Table 2. Accuracy and profit points of various variable combinations

5 Evaluation

Table 3 shows the investment profit in 2014 and 2015 of the prediction model that uses the Dow Jones industrial index, the NASDAQ index, and the annual growth rate of M2 as independent variables. The principal used in this experiment is 100,000 New Taiwan dollars, and the trading volume is one LOT. The administration fee of Taiwan Futures Exchange is 17.5 New Taiwan dollars and the Futures trading tax rate is 0.002%.
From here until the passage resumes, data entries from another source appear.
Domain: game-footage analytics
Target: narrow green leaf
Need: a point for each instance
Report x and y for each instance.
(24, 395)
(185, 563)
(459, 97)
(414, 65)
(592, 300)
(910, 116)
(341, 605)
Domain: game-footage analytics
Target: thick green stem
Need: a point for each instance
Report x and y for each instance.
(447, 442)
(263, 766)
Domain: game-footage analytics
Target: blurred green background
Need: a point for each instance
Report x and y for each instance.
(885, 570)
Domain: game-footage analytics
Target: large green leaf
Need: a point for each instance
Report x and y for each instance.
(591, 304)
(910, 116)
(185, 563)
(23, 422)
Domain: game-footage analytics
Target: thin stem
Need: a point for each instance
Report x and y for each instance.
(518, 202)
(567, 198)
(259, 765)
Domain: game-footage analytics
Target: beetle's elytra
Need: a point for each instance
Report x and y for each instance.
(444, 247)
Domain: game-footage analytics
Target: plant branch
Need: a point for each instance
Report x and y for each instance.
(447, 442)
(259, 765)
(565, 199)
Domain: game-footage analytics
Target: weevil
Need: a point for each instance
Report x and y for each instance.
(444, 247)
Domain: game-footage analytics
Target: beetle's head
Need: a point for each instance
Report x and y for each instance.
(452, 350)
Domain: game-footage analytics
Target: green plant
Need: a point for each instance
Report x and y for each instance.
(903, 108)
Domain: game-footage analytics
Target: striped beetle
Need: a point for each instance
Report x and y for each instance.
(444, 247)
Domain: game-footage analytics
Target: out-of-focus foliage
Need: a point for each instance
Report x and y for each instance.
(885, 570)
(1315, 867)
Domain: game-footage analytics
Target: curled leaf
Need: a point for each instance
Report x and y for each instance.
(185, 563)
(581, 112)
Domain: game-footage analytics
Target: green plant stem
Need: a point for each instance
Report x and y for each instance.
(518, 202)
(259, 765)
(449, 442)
Table 3. The profit table of the two trading strategies

As shown in Table 3, both trading strategies have good investment performance. The reason why the profit accuracy rate of trading strategy 1 in 2015 is higher than that of trading strategy 2 is described in detailed below. For October 2015, the trading strategy 1 predicts that the index is going downward. Since the MTX index reaches the forecast point of 8162 on October 1, 2015, the trading strategy 1 will not wait until the clearance day and performs liquidation immediately. Hence, the profit is 18 points. On the contrary, since the trading strategy 2 needs to perform liquidation until the clearance day in October 2015, it lost 437 points.

In terms of net profit, since the operations of the trading strategy 1 make the decision of liquidation based on the forecasted points, the date for performing liquidation may be earlier than the clearance day. This may result in that the profit and loss are different from the trading strategy 2. The trading strategy 1 performs liquidation early in March, May, June, October and July 2016. Although the maximum loss in a single month is smaller than that of the trading strategy 2, the maximum profit in a single month is also smaller than that of the trading strategy 2. Therefore, the return rate of the trading strategy 2 is higher than that of the trading strategy 1.

6 Conclusions

In this paper, we used literature analysis to identify a variety of factors that might affect Taiwan stock market in the past. Then, by using correlation analysis and p-value approach analysis, we found out the most important factors related to Taiwan stock price index, including: US Dow Jones industrial index, US NASDAQ index and M2 annual growth rate. We also use these parameters to create a prediction model to forecast the monthly average index through multiple linear regressions. Finally, we propose two trading strategies based on the prediction model. The first strategy takes the day achieving the predicted index as the day to exit positions, and the second one takes the clearance day as the day to exit positions. The evaluation results showed that the first strategy has higher trend prediction accuracy, while the second strategy has a higher rate of return. Therefore, if an investor wants to pursue higher returns and can withstand higher investment risks, the second trading strategy is recommended. In contrast, conservative investors can choose the first trading strategy. Moreover, based on the historical data from 2014 to 2016, the simulation results showed that both of the two trading strategies yield good investment returns.